Philosophy As Interdisciplinary Intensity – An Interview With Giorgio Agamben (Antonio Gnolio/Ido Govrin) – RELIGIOUS THEORY Feb 5 2017
The following is an interview with the famed Continental philosopher Giorgio Agamben conducted by journalist Antonio Gnolio. Originally published in La Repubblica on May 15, 2016. the interview is translated from the Italian by Ido Govrin, whose bio is given at the end. It is translated with permission of La Repubblica.
[…]
AG: In recent years you have intensified your call on “biopolitics.” Is this a concept we owe in large part to Michel Foucault?

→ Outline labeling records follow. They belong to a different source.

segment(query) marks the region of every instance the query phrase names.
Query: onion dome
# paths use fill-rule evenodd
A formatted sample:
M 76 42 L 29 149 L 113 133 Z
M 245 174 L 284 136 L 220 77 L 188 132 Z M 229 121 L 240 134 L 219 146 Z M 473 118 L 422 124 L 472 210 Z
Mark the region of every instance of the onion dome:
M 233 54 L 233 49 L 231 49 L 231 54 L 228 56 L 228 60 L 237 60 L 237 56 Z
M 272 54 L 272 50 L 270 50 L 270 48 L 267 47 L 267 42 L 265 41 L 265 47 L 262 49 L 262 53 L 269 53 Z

GA: Certainly. But just as important to me was the problem of method in Foucault, namely the archeology. I’m convinced that these days the only way to access the present is through investigation of the past, the archeology. It should be made clear, as Foucault does, that archeological researches are not just the shadow that the interrogation of the present projects on the past. In my case, this shadow is often longer than that sought after by Foucault and probes fields such as theology and law, which Foucault hardly looked at. It certainly may turn out that the results of my research are disputed, but I hope at least that the purely archeological researches I developed in State of Exception,[6] The Kingdom and the Glory,[7] or in the book on oath,[8] help us understand the time in which we live.